- Teanaway Teanaway
- Coordinates: 47°10′29″N 120°51′27″W﻿ / ﻿47.17472°N 120.85750°W
- Country: United States
- State: Washington
- County: Kittitas
- Time zone: UTC-8 (Pacific (PST))
- • Summer (DST): UTC-7 (PDT)
- Area code: 509
- GNIS feature ID: 1526962

= Teanaway, Washington =

Unincorporated community in Washington, US

Teanaway is an unincorporated community in Kittitas County, Washington. It is located at the junction of State Route 10 and State Route 970. It is located east of Cle Elum and west of Ellensburg. The surrounding area is known as the Teanaway River Valley.

==History==

The Teanaway River Valley was first inhabited by members of the Yakama, Cayous, and Nez Perce Indian Tribes. It was part of the summering grounds for these tribes, where they came to gather food.

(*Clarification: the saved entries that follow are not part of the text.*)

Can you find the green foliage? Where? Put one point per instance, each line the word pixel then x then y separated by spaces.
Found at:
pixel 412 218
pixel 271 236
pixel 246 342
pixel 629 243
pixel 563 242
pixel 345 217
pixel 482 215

Teanaway was platted in 1885.

==Geography and climate==
The Teanaway River Valley is home to the Teanaway River, which has three forks: the North Fork, Middle Fork, and West Fork. The Teanaway River Valley is separated from the town of Cle Elum by Cle Elum Ridge.

Teanaway is home to one of the few confirmed wild wolf populations in the State of Washington.

Like all of Eastern Washington, the Teanaway Valley sits in the rain shadow of the Cascade Mountains. Most overcast conditions to the west don't make it over, leaving this area sunnier than those areas to the west. The area is also subject to temperatures that are colder in the winter, and warmer in the summer, than those areas to the west (such as Seattle), and is also drier.

Climate data for Teanaway, Washington
| Month | Jan | Feb | Mar | Apr | May | Jun | Jul | Aug | Sep | Oct | Nov | Dec | Year |
| Record high °F (°C) | 65 (18) | 69 (21) | 95 (35) | 96 (36) | 99 (37) | 100 (38) | 105 (41) | 105 (41) | 98 (37) | 96 (36) | 68 (20) | 66 (19) | 105 (41) |
| Mean daily maximum °F (°C) | 36 (2) | 41 (5) | 50 (10) | 58 (14) | 66 (19) | 72 (22) | 80 (27) | 81 (27) | 73 (23) | 60 (16) | 43 (6) | 35 (2) | 58 (14) |
| Mean daily minimum °F (°C) | 22 (−6) | 25 (−4) | 29 (−2) | 34 (1) | 41 (5) | 48 (9) | 53 (12) | 52 (11) | 43 (6) | 34 (1) | 30 (−1) | 23 (−5) | 36 (2) |
| Record low °F (°C) | −33 (−36) | −30 (−34) | 0 (−18) | 12 (−11) | 19 (−7) | 26 (−3) | 30 (−1) | 30 (−1) | 21 (−6) | 10 (−12) | −14 (−26) | −31 (−35) | −33 (−36) |
| Average precipitation inches (mm) | 3.85 (98) | 2.57 (65) | 1.67 (42) | 1.15 (29) | 0.94 (24) | 0.97 (25) | 0.45 (11) | 0.57 (14) | 0.93 (24) | 1.73 (44) | 3.90 (99) | 4.11 (104) | 22.84 (579) |
Source:

== Economy ==
A large solar plant was planned for the Teanaway area. The project has since been cancelled.

== Transport ==
Highway 10 and highway 970 meet in Teanaway. Highway 970 runs through the valley.

Teanaway is served by a small airfield, DeVere Field.